I was just pulling some books out of my stacks because we’re going to visit relatives today — being from a family of readers we trade books back and forth every so often.

My hand found Zen Body-Being by Peter Ralston (with Laura Ralston).  I first encountered Peter Ralston many years ago through his book The Art of Effortless Power.  Not an “easy” book by any stretch of the imagination.  Even assuming I understood any of it, I wasn’t personally attracted to Peter’s hybrid Taijiquan/Aikido methods… though it would seem to be an effective approach, and I’ve never heard anyone claim that Ralston is anything but a first-class martial artist.

But that “effortless power” tag grabbed me just as the author hoped it would.  I’m still trying to learn about effort-wise power as opposed to spendthrift power, which I once specialized in.

I’d like to quote from this book and thus build a little blog post for myself, but the copyright is designed to dissuade me — as with several other really good books I’ve found which deal with zen-mind and zen-body.  Steal my art if you can, but hands off my intellectual property, please.  It’s an important principle.  However I did open the book at random today and found this quote ascribed to the Buddha, which I must share:

“The foot feels the foot when it feels the ground.”

This is terrific, and in view of what I posted yesterday I thank Mr.

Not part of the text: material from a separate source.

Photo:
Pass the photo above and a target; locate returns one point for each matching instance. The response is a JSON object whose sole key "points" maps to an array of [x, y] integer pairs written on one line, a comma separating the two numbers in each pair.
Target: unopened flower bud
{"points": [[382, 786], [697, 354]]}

Ralston for helping me find it.

The first thing I ever read by Thich Nhat Hahn was Peace is every Step.  Pretty much the first Buddhist, Zen material I ever read, for that matter.  Way back then, the writings seemed wise but pointed to a pretty strict path which seemed a little scary and possibly dangerous to a lot of old baggage.  Thankfully, time going by has helped me to be less afraid of the message that pointed to hard choices.

Thanks for reading the world’s least informative multi-book review.  When I perform Wardoff-Left and its base-is, Yang bow step… with or without broken arms… I’ll be trying to keep in mind what I stand upon.

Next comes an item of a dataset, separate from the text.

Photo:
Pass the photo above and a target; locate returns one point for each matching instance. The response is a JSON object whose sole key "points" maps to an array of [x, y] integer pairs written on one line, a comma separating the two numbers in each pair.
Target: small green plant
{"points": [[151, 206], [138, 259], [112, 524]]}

Oh, I almost forget, I discovered some notes I wrote on the title page of Zen Body-Being:

Path-finder: step out, GO there.  Phrase: “meeting of minds”; usually portrayed as big breakthrough, accomplishment.  Viewed another way, highlights a crisis.  Mind is seen as king-in-castle, lordly behind moats and walls and guards, deigning to “descend” only to gain advantage or display noble graciousness.

Contrast: Pathfinder — travel light out-of-doors; seek new horizons; don’t imagine dangers or gains; approach & examine all surroundings.